Denn ein goethescher Maßstab ist das eine – ein erspürbares Profil im Programm das andere. Und obwohl die Kippenbergs nicht nur im deutschen Sprachraum blieben, sondern auch D. H. Lawrence, Aldous Huxley oder Virginia Woolf ins Interesse der deutschen Leser rückten – auch hier gingen sie so feinfühlig vor, dass die Zugewinne aus England, Frankreich, Schweden oder Russland sich einfügten und die Insel-Bücher zu etwas Besonderem machten.
Etwas, das auch in den finsteren Jahren des 1. Weltkrieges und der NS-Zeit für den Lesekanon des gebildeten Bürgertums stand – und mit der Insel-Bücherei ab 1912 auch dem nicht so gut betuchten Publikum ermöglichte, die Schätze der Literatur zu erwerben.
Ihr Haus in Gohlis, der „Palazzo Chippi“ in der Richterstraße 27, brannte im Februar 1945 nieder. Vorher war schon das Verlagshaus der Insel in der Kurzen Straße 7 ein Opfer der Bomben geworden. Die Kurze Straße in der Leipziger Ostvorstadt heißt seit 2000 Spohrstraße. Die berühmte Goethe-Sammlung Anton Kippenbergs war schon vor dem Brand des Kippenberg-Hauses ausgelagert worden und dann von den Amerikanern in einem gesicherten Transport nach Marburg transportiert worden.
Die Kippenbergs folgten ihrer Sammlung, sodass auch beim Insel-Verlag jenes doppelte, über 40 Jahre währende Interim begann mit einer Niederlassung in Wiesbaden und einem nie ganz verstaatlichten Verlagsteil in Leipzig.

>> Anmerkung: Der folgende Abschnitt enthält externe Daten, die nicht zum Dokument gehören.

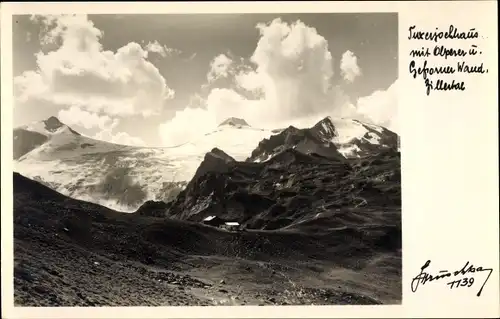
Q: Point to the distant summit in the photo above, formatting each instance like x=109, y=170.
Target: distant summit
x=52, y=124
x=234, y=121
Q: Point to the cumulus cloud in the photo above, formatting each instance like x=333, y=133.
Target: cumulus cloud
x=76, y=116
x=349, y=66
x=79, y=72
x=219, y=67
x=162, y=50
x=381, y=107
x=122, y=138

Heute ist der Suhrkamp-Verlag, der gerade seinen medienwirksamen Umzug von Frankfurt nach Berlin hinter sich hat, Inhaber des Insel-Verlages. Die Insel-Bändchen verkaufen sich nach wie vor gut. Aber die Insel sorgt nicht mehr – wie zu Katharina Kippenbergs Zeiten – für Aufsehen, Neuentdeckungen, anspruchsvolle Diskussionen. Der Laden läuft – aber das Feuer fehlt. Das behält Ulla Berkewicz dann doch lieber den Suhrkamp-Titeln vor.
Kann man jetzt natürlich trauern über den Abschied des Insel-Verlages von Leipzig. Aber gerade die Geschichte Katharina Kippenbergs zeigt: Ein erfolgreich eingeführter Verlags-Name ist das eine – eine kluge Arbeit mit den Autoren und am Profil sind etwas ganz anderes. Letzteres hängt an Verlegerpersönlichkeiten, die auch – wie die Kippenbergs – regen Anteil nehmen am Kulturleben einer niveauvollen Stadt, die selbst einen Anspruch haben und auch wissen, wie er in gefragte Bücher umgesetzt wird.
Die beiden Kippenbergs haben sich darin augenscheinlich ideal ergänzt. Aber – auch das spricht Sabine Knopf kurz an – sie waren nicht das einzige Leipziger Verlegerpaar, das sich gemeinsam für ihren Verlag und das unverwechselbare Buch engagierten. Die Buchstadt ist ohne diese hochkompetenten Frauen nicht denkbar. Man muss sie nur suchen. Stoff genug für noch einige Wieder-Enteckungen.
Sabine Knopf Katharina Kippenberg, Sax Verlag, Beucha/Markkleeberg 2010, 18 Euro.